Nabi shallallahu ‘alaihi wa sallam bersabda:
ذَلِكَ شَهْرٌ يَغْفُلُ النَّاسُ عَنْهُ بَيْنَ
رَجَبٍ وَرَمَضَانَ، وَهُوَ شَهْرٌ تُرْفَعُ فِيهِ الْأَعْمَالُ إِلَى رَبِّ الْعَالَمِينَ،
فَأُحِبُّ أَنْ يُرْفَعَ عَمَلِي وَأَنَا صَائِمٌ
“Ini adalah bulan yang sering dilalaikan banyak orang, bulan
antara Rajab dan Ramadhan. Ini adalah bulan dimana amal-amal diangkat
menuju Rab semesta alam. Dan saya ingin ketika amal saya diangkat, saya dalam
kondisi berpuasa.” (HR. An Nasa’i, Ahmad, dan sanadnya dihasankan Syaikh Al
Albani)
Memperbanyak Ibadah di Malam Nisfu Sya’ban
Kemudian beliau menjelaskan tentang para ulama yang
berselisih pendapat tentang status keutamaan malam Nisfu Sya’ban. Setidaknya
ada dua pendapat yang saling bertolak belakang dalam masalah ini. Berikut
keterangannya:
Pendapat pertama, tidak ada keuatamaan khusus untuk malam
Nisfu Sya’ban. Statusnya sama dengan malam-malam biasa lainnya. Mereka
menyatakan bahwa semua dalil yang menyebutkan keutamaan malam Nisfu Sya’ban
adalah hadis lemah. Al Hafidz Abu Syamah mengatakan: Al Hafidz Abul Khithab bin
Dihyah –dalam kitabnya tentang bulan Sya’ban– mengatakan, “Para ulama ahli
hadis dan kritik perawi mengatakan, ‘Tidak terdapat satupun hadis shahih yang
menyebutkan keutamaan malam Nisfu Sya’ban’.” (Al Ba’its ‘ala Inkaril Bida’,
Hal. 33).
Syaikh Abdul Aziz bin Baz juga mengingkari adanya keutamaan
bulan Sya’ban dan Nisfu Sya’ban. Beliau mengatakan, “Terdapat beberapa hadis
dhaif tentang keutamaan malam nisfu Sya’ban, yang tidak boleh dijadikan
landasan. Adapun hadis yang menyebutkan keutamaan shalat di malam
Nisfu Sya’ban, semuanya statusnya palsu, sebagaimana keterangan para ulama
(pakar hadis).” (At Tahdzir min Al Bida’, Hal. 11)

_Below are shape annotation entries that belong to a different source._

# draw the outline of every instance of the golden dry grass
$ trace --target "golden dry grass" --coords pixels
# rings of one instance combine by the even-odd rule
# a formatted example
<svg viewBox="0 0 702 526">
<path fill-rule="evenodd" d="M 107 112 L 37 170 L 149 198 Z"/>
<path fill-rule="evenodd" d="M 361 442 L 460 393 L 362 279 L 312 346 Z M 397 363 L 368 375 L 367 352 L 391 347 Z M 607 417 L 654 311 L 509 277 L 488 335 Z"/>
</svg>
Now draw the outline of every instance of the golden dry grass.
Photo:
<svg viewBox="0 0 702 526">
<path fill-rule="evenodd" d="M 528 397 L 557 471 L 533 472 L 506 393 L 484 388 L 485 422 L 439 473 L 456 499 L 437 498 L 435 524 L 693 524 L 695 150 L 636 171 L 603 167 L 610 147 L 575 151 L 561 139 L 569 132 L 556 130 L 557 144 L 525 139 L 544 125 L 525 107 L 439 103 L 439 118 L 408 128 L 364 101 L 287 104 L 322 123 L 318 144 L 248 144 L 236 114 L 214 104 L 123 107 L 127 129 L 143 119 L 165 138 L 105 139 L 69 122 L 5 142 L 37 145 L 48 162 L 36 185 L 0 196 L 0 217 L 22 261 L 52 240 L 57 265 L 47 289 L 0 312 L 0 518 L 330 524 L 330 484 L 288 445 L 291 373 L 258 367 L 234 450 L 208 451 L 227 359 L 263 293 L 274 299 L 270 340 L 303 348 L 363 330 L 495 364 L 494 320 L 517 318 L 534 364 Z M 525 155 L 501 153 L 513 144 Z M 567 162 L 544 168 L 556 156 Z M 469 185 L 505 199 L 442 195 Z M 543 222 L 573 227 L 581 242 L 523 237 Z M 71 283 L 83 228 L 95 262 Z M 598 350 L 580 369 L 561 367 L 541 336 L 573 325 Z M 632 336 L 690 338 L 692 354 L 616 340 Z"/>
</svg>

Pendapat kedua, terdapat keutamaan khusus untuk malam Nisfu
Sya’ban. Pendapat ini berdasarkan hadis shahih dari Abu Musa Al
Asy’ari radhiallahu ‘anhu, dimana Nabi shallallahu ‘alaihi wa
sallam bersabda, “Sesungguhnya Allah melihat pada malam pertengahan
Sya’ban. Maka Dia mengampuni semua makhluknya, kecuali orang musyrik dan
orang yang bermusuhan.” (HR. Ibn Majah, At Thabrani, dan dishahihkan Al
Albani).
Setelah menyebutkan beberapa waktu yang utama, Syaikhul
Islam mengatakan, “…pendapat yang dipegangi mayoritas ulama dan kebanyakan
ulama dalam Madzhab Hambali adalah meyakini adanya keutamaan malam Nisfu
Sya’ban. Ini juga sesuai keterangan Imam Ahmad. Mengingat adanya banyak hadis
yang terkait masalah ini, serta dibenarkan oleh berbagai riwayat dari para
sahabat dan tabi’in…” (Majmu’ Fatawa, 23:123)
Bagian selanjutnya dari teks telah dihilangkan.